Gift Helps Hospital Go Green

Landsmans’ $1.7 million gift will reduce hospital’s carbon footprint

Emanuel “Manny” Landsman is the grandson of an Eastern European who immigrated to New York in the early 1900s, scratching out a living as a steelworker and restaurateur while raising his two children.

Now, more than a century later, Manny is a successful businessman and generous philanthropist who with his wife, Sheila, has donated millions to Lahey Hospital & Medical Center.

In September, the couple gave $1.7 million to underwrite an important conservation initiative that will save $2.3 million and reduce Lahey’s carbon footprint by more than 7,000 metric tons of greenhouse gases over five years — the equivalent of 1,586 passenger cars driving for an entire year.

Replacing 14,000 bulbs

Thanks to the Landsmans’ generosity, the hospital is retrofitting all light fixtures in the 7-story hospital with energy saving Light-Emitting Diode (LED) bulbs that have the potential to save nearly 10 million kilowatt hours of electricity in the next five years. The project to replace all 14,000 bulbs will be complete by the end of December.

The LED project was particularly appealing to the Landsmans because Manny is passionate about electricity. He holds three advanced degrees in electrical engineering from the Massachusetts Institute of Technology and was a co-founder of the American Power Conversion Corporation (APC), which made and sold uninterruptible power supplies. APC is now a division of Schneider Electric, which specializes in energy management and automation.

A project that will pay for itself

“I’m always interested in power and electricity, and this project made sense,” Manny said of the LED initiative. “It will pay for itself in three to four years.” Manny has arranged with Lahey leadership for the nearly $500,000 in annual savings to be earmarked for a special fund that will be used to finance future improvements to the building’s automation systems and infrastructure.

“I’m always for saving money,” said Manny, who drives an electric car and finds many ways to conserve in his personal life.

The new maintenance-free LEDs will be able to detect whether rooms are occupied and how much daylight is coming in from the windows — and then adjust brightness accordingly, producing additional energy savings.

“Manny is an engineer who is constantly thinking about how things can be done better — and how dollars and energy can be conserved,” said Paul Cantrell, Vice President of Facility Operations at the hospital. “He knows our building systems inside and out, and we are so grateful that he is making it possible for us to undertake the LED retrofit this year and start reaping the savings almost immediately.”

A history of generosity

The Landsmans are among Lahey’s most generous donors, and in 2007 were named the hospital’s Philanthropists of the Year.

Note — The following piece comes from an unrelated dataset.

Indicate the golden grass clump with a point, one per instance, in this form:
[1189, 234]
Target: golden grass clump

The Dr. Emanuel and Sheila Landsman Heart and Vascular Center, which opened in 2010, integrates multiple disciplines — cardiovascular medicine, cardiovascular and thoracic surgery, and vascular surgery — to provide advanced services for patients. They also made major gifts to the new Joseph C. Corkery, MD, Emergency Center and other capital projects.

When asked why they are so generous to Lahey and to the other institutions they support, Manny had a simple answer. “This country has been very good to us,” he said. “We’re Americans now and we have to take care of our country.”